Hier, Amal et le Hezbollah ont fait paraître un communiqué dans lequel ils ont exprimé leur « satisfaction et leur appréciation » de la viste du président Ahmadinejad « qui a mis en relief la profondeur des relations entre les deux États et les deux peuples et l'attachement de la République islamique au Liban et à ses institutions ».
Commentant la visite du président iranien, M. Hussein Moussaoui, député du Bloc parlementaire du Hezbollah, s'est félicité de ses résultats et a rappelé le soutien « permanent et infaillible de Téhéran au Liban ».
Selon lui, « l'Iran n'a aucun projet politique visant la région et notamment le Liban, à part l'unification des deux mondes arabe et islamique face au danger découlant de la présence de l'entité israélienne soutenue par les États-Unis ».
Son collègue Nawwar Sahili n'a vu « que du bon » dans la visite du président iranien. C'est ce qu'il a dit à l'agence locale Akhbar el-Yom, tout en se félicitant de ce que M. Ahmadinejad ait « invité les Libanais à s'entendre et à régler eux-mêmes leurs problèmes, sans compter pour cela sur une aide extérieure ».
Le ministre du Tourisme, Fadi Abboud (proche du courant aouniste), a relevé dans une interview télévisée « la modestie » qui a entouré la visite du président iranien et jugé que « l'acceptation de l'autre est évidente dans le comportement iranien et s'inspire de l'expérience interne iranienne ». « En dépit des caractéristiques du président Ahmadinejad, nous ne disons pas que l'Iran représente une société modèle, tout comme le Liban d'ailleurs, et personne n'essaie de s'inspirer du système iranien ou de l'appliquer au Liban », a indiqué le ministre, qui a affirmé redouter un retour de la série noire des assassinats politiques. « Certains, a-t-il expliqué, ont intérêt à ce que la situation se détériore et à ce qu'un nouveau Moyen-Orient voie le jour. »
Le ministre de la Jeunesse et des Sports, Ali Abdallah (Amal), s'est dit « confiant dans les répercussions positives de la visite de M. Ahmadinejad sur le Liban » et assuré que le Conseil des ministres de mercredi, portant sur le dossier des faux témoins, sera calme. Abondant presque dans le même sens, le député Michel Moussa (proche du mouvement Amal), a estimé que cette visite a « permis l'ouverture d'un dialogue réel et sérieux sur de nombreuses questions en suspens, en marge du volet officiel, puisque toutes les parties étaient présentes pour l'accueillir ».

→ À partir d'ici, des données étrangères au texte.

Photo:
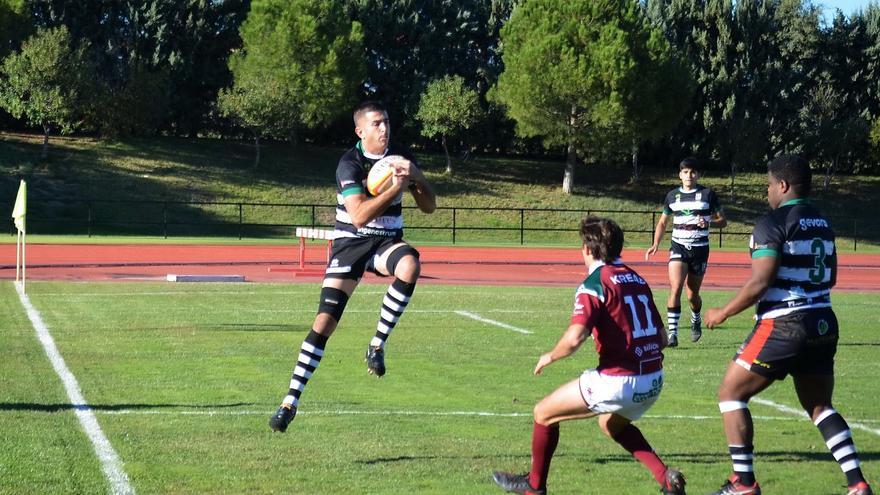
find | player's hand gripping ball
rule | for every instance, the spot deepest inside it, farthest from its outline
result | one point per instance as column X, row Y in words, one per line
column 379, row 177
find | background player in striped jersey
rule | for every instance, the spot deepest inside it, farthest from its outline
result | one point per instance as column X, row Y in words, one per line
column 794, row 267
column 616, row 306
column 693, row 209
column 369, row 236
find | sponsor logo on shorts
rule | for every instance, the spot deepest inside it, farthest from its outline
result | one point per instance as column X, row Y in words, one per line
column 654, row 391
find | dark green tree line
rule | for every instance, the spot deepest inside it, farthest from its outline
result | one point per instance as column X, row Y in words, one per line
column 734, row 82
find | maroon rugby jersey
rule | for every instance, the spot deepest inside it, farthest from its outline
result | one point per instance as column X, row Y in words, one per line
column 617, row 306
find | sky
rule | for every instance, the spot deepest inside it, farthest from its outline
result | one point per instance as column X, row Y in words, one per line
column 846, row 6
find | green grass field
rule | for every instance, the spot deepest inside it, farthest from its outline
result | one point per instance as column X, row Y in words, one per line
column 183, row 378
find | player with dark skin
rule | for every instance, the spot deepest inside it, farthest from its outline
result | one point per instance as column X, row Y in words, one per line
column 788, row 186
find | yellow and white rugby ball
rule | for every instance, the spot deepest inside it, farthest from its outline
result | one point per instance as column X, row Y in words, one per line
column 379, row 177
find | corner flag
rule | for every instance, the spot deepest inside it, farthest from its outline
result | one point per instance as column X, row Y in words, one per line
column 20, row 209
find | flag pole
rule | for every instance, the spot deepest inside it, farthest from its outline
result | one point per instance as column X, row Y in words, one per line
column 23, row 262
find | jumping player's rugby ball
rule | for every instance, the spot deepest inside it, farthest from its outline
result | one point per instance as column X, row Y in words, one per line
column 379, row 177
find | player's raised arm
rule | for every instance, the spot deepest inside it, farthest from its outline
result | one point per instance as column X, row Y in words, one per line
column 570, row 342
column 659, row 230
column 364, row 209
column 763, row 273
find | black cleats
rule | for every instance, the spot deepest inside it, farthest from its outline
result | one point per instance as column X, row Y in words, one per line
column 860, row 488
column 674, row 483
column 696, row 330
column 516, row 483
column 734, row 487
column 282, row 417
column 375, row 359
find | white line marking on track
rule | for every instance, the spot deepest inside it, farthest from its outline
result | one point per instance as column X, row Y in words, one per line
column 110, row 461
column 803, row 415
column 342, row 412
column 492, row 322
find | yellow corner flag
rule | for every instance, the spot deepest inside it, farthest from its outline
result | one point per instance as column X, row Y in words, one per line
column 20, row 208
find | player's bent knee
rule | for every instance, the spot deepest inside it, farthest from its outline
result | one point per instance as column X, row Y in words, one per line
column 333, row 302
column 731, row 405
column 407, row 257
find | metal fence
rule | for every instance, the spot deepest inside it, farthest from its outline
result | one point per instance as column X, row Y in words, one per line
column 260, row 220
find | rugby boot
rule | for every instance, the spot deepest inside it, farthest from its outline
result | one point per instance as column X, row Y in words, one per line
column 674, row 483
column 516, row 483
column 860, row 488
column 282, row 417
column 734, row 487
column 375, row 359
column 696, row 330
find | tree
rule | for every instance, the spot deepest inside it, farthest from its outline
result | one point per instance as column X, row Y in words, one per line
column 412, row 42
column 171, row 54
column 48, row 82
column 573, row 70
column 447, row 108
column 300, row 67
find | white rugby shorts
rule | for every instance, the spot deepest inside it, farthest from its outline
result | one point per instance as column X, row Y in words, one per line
column 629, row 395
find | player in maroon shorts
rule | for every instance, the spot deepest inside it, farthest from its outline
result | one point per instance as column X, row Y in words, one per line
column 614, row 305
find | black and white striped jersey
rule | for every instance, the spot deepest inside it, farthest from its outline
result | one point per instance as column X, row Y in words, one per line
column 686, row 208
column 351, row 178
column 801, row 236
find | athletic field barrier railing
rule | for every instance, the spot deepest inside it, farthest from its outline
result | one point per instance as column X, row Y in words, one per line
column 507, row 225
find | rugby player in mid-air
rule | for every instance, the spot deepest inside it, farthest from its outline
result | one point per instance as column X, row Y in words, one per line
column 368, row 237
column 614, row 305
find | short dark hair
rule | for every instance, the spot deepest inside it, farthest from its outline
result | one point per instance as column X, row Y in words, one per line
column 603, row 237
column 794, row 170
column 690, row 162
column 368, row 106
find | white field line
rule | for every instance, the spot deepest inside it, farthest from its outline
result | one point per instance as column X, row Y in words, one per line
column 492, row 322
column 343, row 412
column 110, row 461
column 305, row 290
column 803, row 415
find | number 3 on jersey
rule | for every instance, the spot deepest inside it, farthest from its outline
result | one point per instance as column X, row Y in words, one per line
column 638, row 330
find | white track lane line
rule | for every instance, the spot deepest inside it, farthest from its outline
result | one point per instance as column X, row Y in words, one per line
column 343, row 412
column 492, row 322
column 111, row 464
column 801, row 413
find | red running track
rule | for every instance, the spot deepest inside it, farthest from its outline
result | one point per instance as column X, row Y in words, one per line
column 441, row 265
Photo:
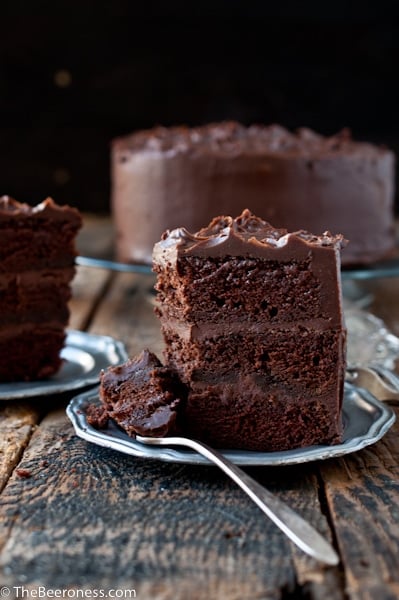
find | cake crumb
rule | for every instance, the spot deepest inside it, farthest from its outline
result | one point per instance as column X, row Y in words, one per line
column 97, row 416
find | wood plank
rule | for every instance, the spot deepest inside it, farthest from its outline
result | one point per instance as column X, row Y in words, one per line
column 88, row 516
column 362, row 492
column 127, row 313
column 17, row 422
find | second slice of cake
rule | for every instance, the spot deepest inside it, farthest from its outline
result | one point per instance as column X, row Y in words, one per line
column 253, row 324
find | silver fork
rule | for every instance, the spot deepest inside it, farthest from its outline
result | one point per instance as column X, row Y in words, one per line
column 295, row 527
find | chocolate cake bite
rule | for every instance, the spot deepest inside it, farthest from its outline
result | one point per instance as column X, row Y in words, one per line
column 165, row 178
column 253, row 325
column 142, row 396
column 37, row 256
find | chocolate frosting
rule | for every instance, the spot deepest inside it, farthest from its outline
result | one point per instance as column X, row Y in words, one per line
column 46, row 209
column 245, row 235
column 169, row 177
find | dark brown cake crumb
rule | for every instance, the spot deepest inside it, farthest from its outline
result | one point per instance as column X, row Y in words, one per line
column 142, row 396
column 96, row 416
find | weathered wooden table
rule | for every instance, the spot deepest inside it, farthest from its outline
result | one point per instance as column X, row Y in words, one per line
column 77, row 520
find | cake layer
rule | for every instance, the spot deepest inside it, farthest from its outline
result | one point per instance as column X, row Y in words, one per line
column 30, row 352
column 247, row 415
column 37, row 255
column 300, row 356
column 170, row 177
column 35, row 296
column 37, row 237
column 206, row 276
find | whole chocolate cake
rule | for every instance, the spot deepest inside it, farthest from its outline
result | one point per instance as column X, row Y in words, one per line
column 253, row 324
column 37, row 255
column 170, row 177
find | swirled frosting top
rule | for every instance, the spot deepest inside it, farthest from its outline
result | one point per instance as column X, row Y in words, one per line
column 245, row 235
column 46, row 209
column 232, row 138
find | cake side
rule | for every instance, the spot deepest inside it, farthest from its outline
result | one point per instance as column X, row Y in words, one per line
column 170, row 177
column 37, row 255
column 253, row 324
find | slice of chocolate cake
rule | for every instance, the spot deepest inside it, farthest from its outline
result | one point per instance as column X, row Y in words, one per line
column 141, row 396
column 37, row 255
column 253, row 324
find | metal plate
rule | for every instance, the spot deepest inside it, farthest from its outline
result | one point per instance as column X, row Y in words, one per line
column 365, row 420
column 84, row 356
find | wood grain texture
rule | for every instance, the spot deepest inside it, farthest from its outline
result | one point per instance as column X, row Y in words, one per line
column 17, row 422
column 88, row 516
column 127, row 312
column 362, row 492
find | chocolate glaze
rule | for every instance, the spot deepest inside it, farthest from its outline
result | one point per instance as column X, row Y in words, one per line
column 47, row 209
column 248, row 235
column 253, row 324
column 142, row 396
column 164, row 178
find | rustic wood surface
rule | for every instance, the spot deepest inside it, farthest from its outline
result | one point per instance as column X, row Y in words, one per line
column 74, row 516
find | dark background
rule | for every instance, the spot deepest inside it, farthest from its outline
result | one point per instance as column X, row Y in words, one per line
column 69, row 84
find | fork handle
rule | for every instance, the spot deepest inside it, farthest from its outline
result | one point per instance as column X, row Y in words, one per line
column 294, row 526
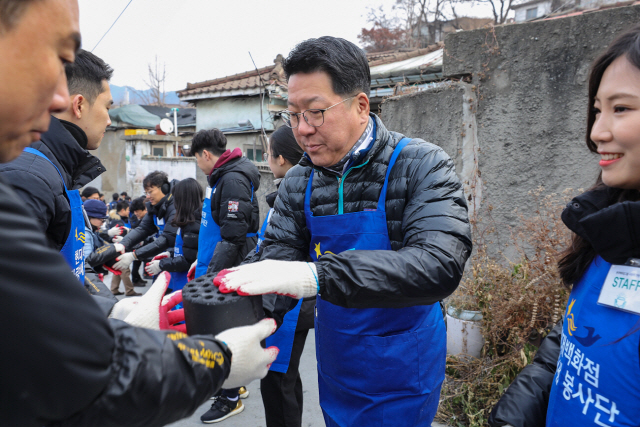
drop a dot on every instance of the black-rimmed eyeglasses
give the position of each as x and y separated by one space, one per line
313 117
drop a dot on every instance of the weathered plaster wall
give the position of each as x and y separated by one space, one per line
112 155
519 122
228 112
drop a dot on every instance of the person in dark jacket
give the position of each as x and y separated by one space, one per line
187 198
587 370
281 389
230 220
90 193
160 218
384 220
138 210
64 362
49 173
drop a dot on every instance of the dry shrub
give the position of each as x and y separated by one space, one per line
520 302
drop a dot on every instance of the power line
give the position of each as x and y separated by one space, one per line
114 23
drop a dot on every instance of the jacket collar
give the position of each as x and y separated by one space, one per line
612 228
65 141
381 136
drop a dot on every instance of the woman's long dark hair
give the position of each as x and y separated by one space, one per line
283 143
187 199
576 258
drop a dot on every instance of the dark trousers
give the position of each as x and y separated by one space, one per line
135 271
282 393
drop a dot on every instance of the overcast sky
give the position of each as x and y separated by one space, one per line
200 40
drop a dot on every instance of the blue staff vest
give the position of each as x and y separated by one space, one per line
376 366
283 337
209 235
73 249
597 379
178 278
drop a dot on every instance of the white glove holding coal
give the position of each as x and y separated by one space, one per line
153 310
153 267
124 260
249 361
294 279
115 231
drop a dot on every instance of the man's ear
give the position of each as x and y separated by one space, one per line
78 106
363 106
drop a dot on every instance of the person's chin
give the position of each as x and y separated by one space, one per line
11 150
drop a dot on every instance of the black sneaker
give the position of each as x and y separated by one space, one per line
221 409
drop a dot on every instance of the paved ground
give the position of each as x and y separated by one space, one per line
253 414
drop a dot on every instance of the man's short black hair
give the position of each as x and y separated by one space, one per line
86 74
138 204
155 179
89 191
212 140
345 63
121 205
11 11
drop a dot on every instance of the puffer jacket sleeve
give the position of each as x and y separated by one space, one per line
51 210
145 228
437 242
113 374
525 402
235 212
165 242
190 235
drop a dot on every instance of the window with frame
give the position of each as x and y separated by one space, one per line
157 150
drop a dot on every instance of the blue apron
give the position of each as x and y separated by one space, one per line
376 366
283 337
73 249
597 379
178 278
209 235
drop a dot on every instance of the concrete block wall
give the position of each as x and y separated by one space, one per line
515 119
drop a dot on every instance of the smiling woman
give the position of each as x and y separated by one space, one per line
573 367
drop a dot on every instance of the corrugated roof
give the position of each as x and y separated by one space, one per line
133 115
241 83
426 63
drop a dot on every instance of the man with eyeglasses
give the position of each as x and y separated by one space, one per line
384 222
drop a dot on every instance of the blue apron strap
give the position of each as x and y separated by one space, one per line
396 152
39 154
307 196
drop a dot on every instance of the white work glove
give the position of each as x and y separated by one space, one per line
249 361
153 309
116 231
165 254
192 271
153 267
294 279
124 260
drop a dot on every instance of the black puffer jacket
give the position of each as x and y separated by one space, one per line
233 211
164 210
189 233
63 363
426 218
612 230
38 184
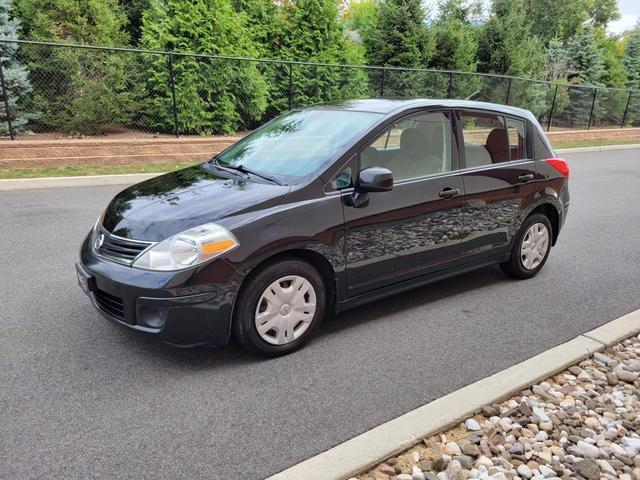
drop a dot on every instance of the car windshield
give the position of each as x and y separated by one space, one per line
298 143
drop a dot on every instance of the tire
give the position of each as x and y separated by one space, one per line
523 264
279 297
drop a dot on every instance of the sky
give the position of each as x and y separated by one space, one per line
629 14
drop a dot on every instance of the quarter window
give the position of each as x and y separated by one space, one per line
517 139
412 148
485 139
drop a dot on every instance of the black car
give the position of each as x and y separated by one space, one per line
321 210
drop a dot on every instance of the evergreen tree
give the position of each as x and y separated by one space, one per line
77 91
16 75
553 19
361 20
631 59
507 45
311 31
401 38
456 42
134 9
586 65
213 95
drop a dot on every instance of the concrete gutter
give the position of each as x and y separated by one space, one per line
370 448
81 181
129 179
603 148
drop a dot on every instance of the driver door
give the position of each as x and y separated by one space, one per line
416 228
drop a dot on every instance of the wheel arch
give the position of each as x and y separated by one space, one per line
551 212
312 257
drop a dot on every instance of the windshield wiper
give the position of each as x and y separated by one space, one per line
243 169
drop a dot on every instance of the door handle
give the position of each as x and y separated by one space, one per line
449 192
525 177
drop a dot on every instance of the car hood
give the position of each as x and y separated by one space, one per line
168 204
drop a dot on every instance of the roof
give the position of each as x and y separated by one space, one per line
385 106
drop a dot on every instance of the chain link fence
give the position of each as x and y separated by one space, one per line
58 91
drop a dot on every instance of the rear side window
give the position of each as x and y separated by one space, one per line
541 151
517 139
485 139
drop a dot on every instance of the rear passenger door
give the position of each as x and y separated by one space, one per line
498 174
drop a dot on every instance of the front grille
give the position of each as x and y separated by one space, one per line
111 304
118 249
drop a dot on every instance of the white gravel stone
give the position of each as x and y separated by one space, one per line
472 425
540 415
546 471
524 471
452 448
581 423
417 474
584 449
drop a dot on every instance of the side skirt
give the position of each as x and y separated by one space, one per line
415 283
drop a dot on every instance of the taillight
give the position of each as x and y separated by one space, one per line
559 164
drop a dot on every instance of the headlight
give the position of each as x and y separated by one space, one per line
188 248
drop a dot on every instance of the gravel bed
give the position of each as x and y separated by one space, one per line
582 423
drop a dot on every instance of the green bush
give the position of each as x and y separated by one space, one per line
77 90
213 96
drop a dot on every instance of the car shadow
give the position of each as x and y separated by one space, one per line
206 358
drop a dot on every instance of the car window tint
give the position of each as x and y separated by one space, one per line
517 139
412 148
541 151
343 180
485 139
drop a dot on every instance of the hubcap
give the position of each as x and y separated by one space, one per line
285 310
535 245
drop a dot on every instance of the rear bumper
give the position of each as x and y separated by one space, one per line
186 308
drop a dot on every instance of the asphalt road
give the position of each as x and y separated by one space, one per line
82 398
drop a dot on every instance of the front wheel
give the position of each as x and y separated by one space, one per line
279 307
530 249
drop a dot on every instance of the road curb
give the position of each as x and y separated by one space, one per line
80 181
368 449
129 179
603 148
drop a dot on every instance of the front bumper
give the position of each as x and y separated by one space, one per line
186 308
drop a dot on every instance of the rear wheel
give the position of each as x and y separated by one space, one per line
530 249
279 307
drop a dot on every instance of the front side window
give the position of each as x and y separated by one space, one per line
485 139
298 143
412 148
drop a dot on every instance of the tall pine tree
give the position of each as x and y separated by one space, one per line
214 96
18 86
631 59
311 31
77 91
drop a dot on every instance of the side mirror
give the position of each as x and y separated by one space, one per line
374 179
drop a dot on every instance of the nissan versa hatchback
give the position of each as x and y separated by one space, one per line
321 210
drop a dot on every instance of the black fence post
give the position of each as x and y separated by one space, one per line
173 95
626 109
553 104
290 85
593 104
5 95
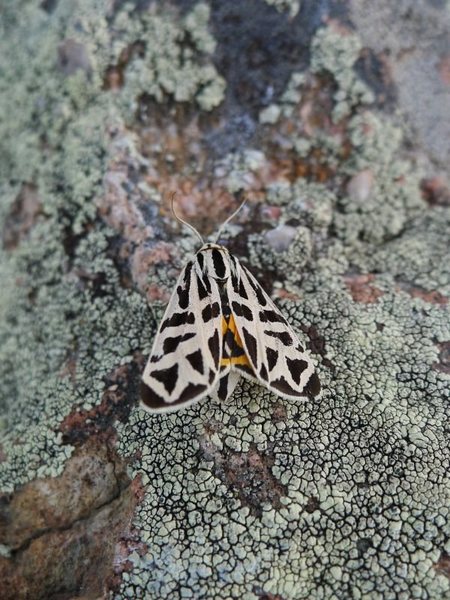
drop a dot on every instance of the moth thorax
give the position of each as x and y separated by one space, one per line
215 261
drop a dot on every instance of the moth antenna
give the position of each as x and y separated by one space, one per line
222 227
184 222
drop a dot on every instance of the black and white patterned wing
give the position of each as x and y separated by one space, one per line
277 357
183 366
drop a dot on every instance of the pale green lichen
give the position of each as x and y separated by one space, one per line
55 127
336 54
365 466
362 510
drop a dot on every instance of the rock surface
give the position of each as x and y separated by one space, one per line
332 118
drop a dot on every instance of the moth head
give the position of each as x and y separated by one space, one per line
213 246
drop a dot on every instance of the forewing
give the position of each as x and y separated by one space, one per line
278 359
184 362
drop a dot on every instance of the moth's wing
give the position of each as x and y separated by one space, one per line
184 362
277 357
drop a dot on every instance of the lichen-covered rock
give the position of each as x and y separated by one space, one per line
104 110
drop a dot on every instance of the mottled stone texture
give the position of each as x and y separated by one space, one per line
332 118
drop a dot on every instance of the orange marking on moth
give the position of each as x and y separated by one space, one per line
230 326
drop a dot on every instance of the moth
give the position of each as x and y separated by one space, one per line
219 325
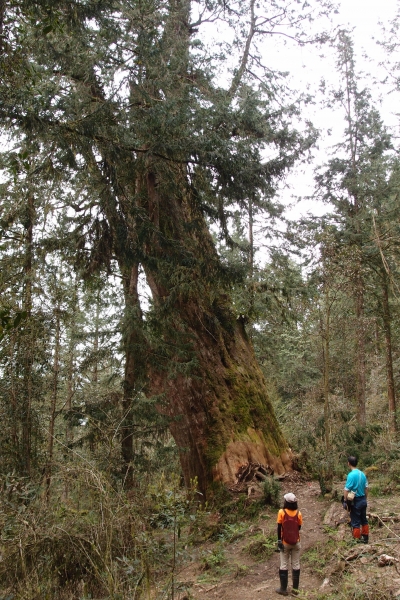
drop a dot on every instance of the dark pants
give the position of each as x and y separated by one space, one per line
358 512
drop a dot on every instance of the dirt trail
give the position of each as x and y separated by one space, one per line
258 579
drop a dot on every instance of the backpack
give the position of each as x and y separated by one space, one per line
290 527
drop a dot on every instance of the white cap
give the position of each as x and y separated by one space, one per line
290 497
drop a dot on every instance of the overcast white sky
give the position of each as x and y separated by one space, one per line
307 67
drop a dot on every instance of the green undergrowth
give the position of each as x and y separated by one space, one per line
261 547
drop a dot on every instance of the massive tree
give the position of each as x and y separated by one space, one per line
122 101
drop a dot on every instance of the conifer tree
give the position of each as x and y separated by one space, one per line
123 101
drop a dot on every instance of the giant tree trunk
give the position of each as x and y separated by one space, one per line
215 393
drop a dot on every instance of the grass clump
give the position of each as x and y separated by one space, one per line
271 490
261 548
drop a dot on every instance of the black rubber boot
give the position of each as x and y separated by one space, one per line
296 581
283 576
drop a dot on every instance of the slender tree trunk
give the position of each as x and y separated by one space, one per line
360 351
389 357
95 374
53 405
28 341
70 359
14 401
134 379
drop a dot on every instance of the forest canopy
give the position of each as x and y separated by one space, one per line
159 312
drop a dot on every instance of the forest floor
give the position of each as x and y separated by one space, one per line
244 566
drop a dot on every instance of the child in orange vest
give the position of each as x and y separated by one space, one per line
289 523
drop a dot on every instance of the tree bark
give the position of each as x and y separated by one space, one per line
215 395
389 357
360 345
53 404
28 341
135 361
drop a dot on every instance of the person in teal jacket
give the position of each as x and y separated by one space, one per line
357 482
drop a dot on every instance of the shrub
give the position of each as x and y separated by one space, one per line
271 491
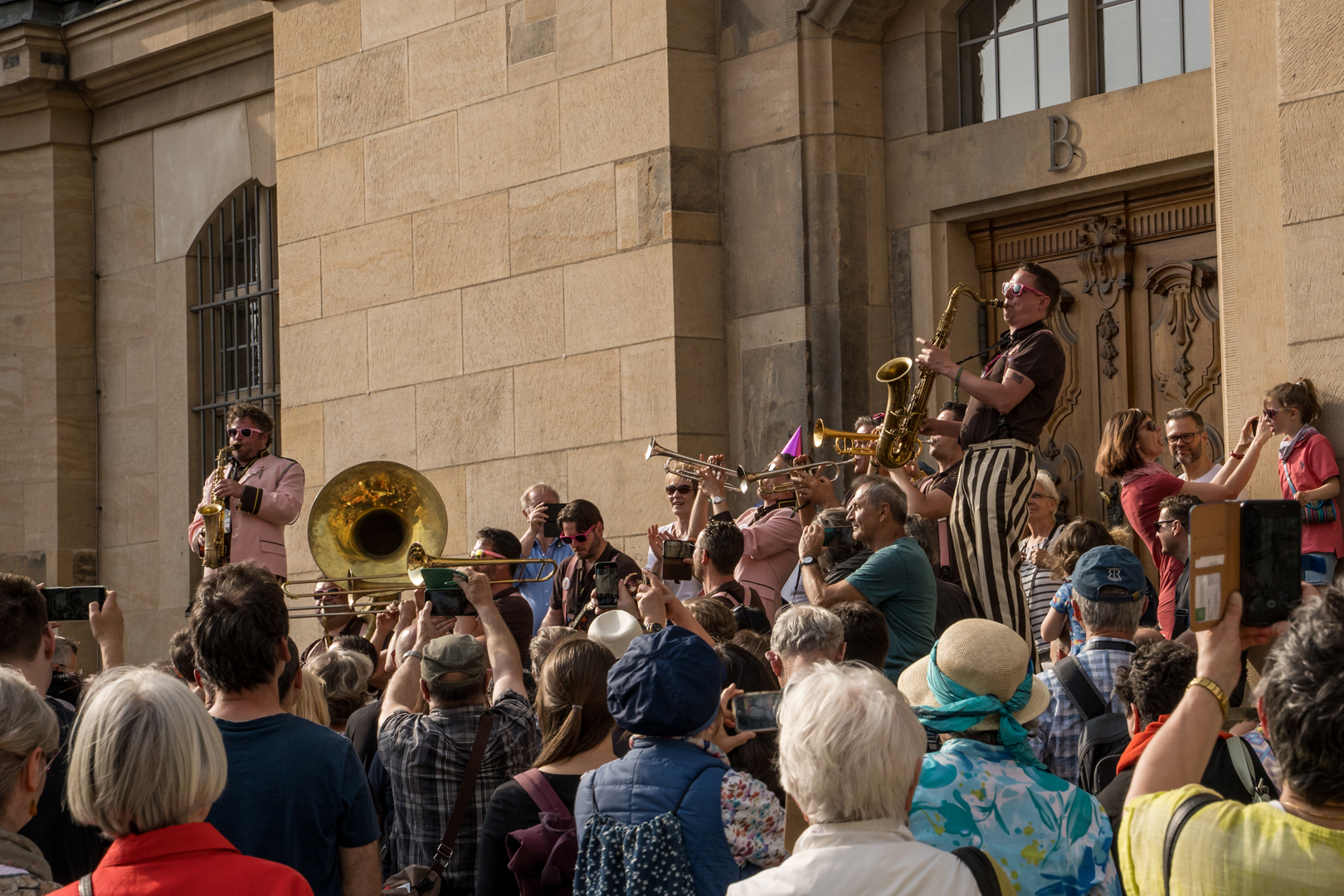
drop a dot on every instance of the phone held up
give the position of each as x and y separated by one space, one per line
444 594
66 605
676 561
605 578
757 709
1254 547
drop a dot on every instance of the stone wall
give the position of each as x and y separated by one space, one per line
499 249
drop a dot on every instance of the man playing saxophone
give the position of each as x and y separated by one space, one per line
1006 412
260 492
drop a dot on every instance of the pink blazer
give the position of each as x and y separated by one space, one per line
272 499
769 553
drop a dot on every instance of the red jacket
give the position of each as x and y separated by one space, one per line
187 859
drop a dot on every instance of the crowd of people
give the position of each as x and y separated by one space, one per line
890 688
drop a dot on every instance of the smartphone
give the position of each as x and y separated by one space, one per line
756 711
605 579
65 605
676 561
1254 547
552 528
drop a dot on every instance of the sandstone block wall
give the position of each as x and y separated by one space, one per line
499 249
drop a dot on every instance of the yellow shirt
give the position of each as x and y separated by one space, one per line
1229 850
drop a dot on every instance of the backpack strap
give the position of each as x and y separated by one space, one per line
1081 688
464 796
1183 815
539 789
981 868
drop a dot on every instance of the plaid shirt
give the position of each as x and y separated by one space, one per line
1060 726
426 758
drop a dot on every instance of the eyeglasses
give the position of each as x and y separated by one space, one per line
581 538
1016 289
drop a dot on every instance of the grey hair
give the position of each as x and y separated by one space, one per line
1105 616
806 629
884 490
850 746
147 754
344 676
1047 485
26 724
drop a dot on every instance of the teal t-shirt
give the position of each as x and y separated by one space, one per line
899 582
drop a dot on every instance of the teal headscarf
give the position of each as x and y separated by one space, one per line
962 709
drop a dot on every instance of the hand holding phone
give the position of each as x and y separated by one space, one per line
605 579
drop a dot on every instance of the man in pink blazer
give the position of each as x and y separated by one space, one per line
261 492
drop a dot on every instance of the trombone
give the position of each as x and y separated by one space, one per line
689 468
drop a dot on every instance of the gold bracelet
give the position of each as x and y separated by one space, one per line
1209 684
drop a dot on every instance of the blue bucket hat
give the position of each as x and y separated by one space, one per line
1109 564
665 685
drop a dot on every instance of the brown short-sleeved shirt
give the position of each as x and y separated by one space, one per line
572 592
1035 353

Le député Farid el-Khazen (courant aouniste) a mis l'accent dans une interview à l'agence locale al-Markaziya sur le fait que la visite s'inscrit dans le cadre des rapports d'État à État et que le discours du président iranien « dans la banlieue sud de Beyrouth n'a rien apporté de nouveau aux positions traditionnelles de l'Iran ».
Selon lui, « l'élément le plus important de la visite reste le rôle que l'Iran et d'autres États peuvent jouer pour aider à trouver une solution à l'affaire du Tribunal spécial pour le Liban ».
Le député Hani Kobeyssi (Amal) a salué « une visite historique qui fait l'objet d'une unanimité nationale en dépit des quelques voix discordantes qui se sont élevées pour la critiquer ». Idem pour son collègue Assaad Hardane (PSNS) qui y a vu « un message confirmant la solidité de l'alliance du front de solidarité qui cherche à en finir avec l'occupation » israélienne de territoires arabes.